The study by the Family and Childcare Trust found that sending a child in Britain aged under two to nursery part-time, for 25 hours a week, now costs £122 - up 7 per cent on last year.
For a child aged two to attend for 25 hours, the cost is £119 a week, up 6 per cent.
It suggests that the price rises could be down to a new policy which offers parents 30 hours of free childcare for children aged three and four.
"Where the prices providers are paid by local authorities are less than the prices they can change parents, they may put prices up elsewhere to compensate," the report said.
To be eligible for the policy, which came into force last September, parents must be working at least 16 hours a week at the national minimum wage, and neither can be earning more than £100,000.
It's absolutely no surprise that parents – and especially those with younger children, many of whom aren't eligible for 'free entitlement' schemes – are seeing significant childcare cost increases.
The Trust said most local authorities were "unsure" about the effect the policy had had on prices, but added that "where they have seen an impact it has tended to be towards a rise, particularly for three and four year olds outside the entitlement".
Neil Leitch, chief executive of the Pre-school Learning Alliance, which represents childcare providers, said: "Childcare funding has failed to match the cost of delivering places, forcing many early years providers to increase parent fees to plug this funding shortfall.
"The introduction of the 30 hours has only served to exacerbate this problem and so it's absolutely no surprise that parents – and especially those with younger children, many of whom aren't eligible for 'free entitlement' schemes – are seeing significant childcare cost increases."

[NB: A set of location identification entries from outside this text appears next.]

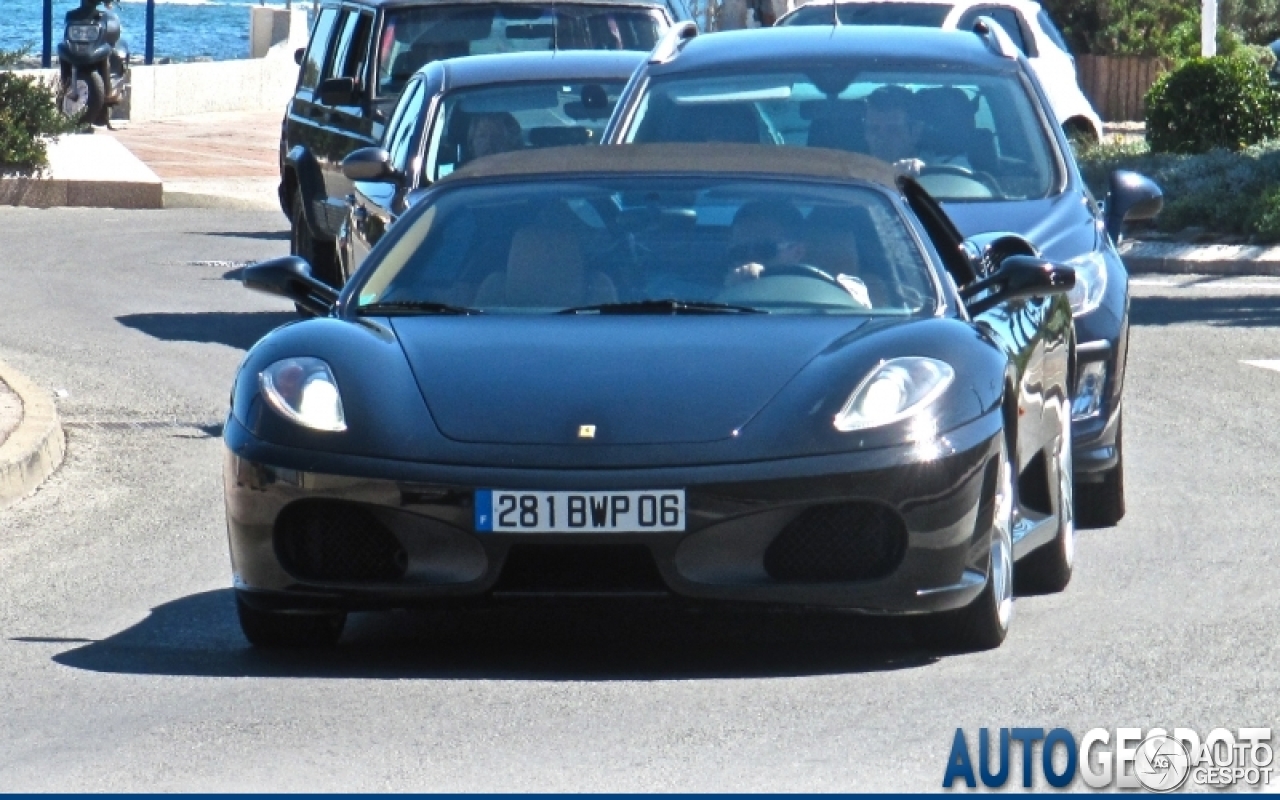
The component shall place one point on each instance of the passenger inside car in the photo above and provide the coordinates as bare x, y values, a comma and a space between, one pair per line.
895, 128
492, 133
545, 269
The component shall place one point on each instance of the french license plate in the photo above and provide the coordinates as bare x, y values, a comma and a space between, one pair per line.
576, 512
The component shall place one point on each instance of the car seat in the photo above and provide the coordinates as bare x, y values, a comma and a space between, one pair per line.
545, 268
845, 241
424, 53
720, 122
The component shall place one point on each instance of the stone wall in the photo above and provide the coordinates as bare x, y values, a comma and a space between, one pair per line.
250, 85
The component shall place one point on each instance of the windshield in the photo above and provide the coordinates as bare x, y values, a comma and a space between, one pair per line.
480, 122
967, 135
632, 243
915, 14
416, 36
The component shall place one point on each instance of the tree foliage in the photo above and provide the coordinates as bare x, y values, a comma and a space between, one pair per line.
1205, 104
1160, 27
28, 118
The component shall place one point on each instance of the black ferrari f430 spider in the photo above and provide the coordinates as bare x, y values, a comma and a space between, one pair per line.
720, 373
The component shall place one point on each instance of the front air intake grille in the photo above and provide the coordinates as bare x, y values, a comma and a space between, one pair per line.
845, 542
329, 540
580, 568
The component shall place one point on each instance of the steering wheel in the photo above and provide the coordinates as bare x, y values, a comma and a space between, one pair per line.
800, 270
963, 172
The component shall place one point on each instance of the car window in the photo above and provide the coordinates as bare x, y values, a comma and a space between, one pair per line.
416, 36
1046, 23
542, 246
351, 46
977, 135
478, 122
1008, 19
915, 14
318, 48
403, 126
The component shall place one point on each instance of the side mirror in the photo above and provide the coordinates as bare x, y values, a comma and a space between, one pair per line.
337, 91
1130, 197
1018, 277
291, 278
369, 164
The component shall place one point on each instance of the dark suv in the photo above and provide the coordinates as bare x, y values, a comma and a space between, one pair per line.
967, 115
364, 51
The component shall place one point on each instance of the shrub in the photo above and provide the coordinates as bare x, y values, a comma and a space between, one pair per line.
1205, 104
28, 117
1226, 193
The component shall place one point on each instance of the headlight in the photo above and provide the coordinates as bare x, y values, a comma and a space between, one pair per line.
304, 391
892, 392
1091, 282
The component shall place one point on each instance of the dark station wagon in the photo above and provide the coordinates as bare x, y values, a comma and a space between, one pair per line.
362, 54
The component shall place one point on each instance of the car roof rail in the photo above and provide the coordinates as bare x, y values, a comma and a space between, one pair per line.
668, 46
995, 37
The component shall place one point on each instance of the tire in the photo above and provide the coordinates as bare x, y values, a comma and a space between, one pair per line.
1101, 504
95, 99
273, 629
321, 256
983, 625
1048, 568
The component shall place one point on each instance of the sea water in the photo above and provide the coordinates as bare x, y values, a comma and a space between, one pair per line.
184, 30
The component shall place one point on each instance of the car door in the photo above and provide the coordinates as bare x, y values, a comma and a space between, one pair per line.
344, 115
305, 123
376, 204
1022, 328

Nadhim Zahawi, minister for children and families, said: “The most pleasing finding in the Family Childcare Trust’s report is that parents are now spending less of their wages on that childcare as a result of the steps this government has taken.
“There are always challenges when implementing any new policy but we are investing record amounts in childcare – around £6billion a year by 2020 – and are working with the sector, which has responded well to the 30 hour roll out to address them."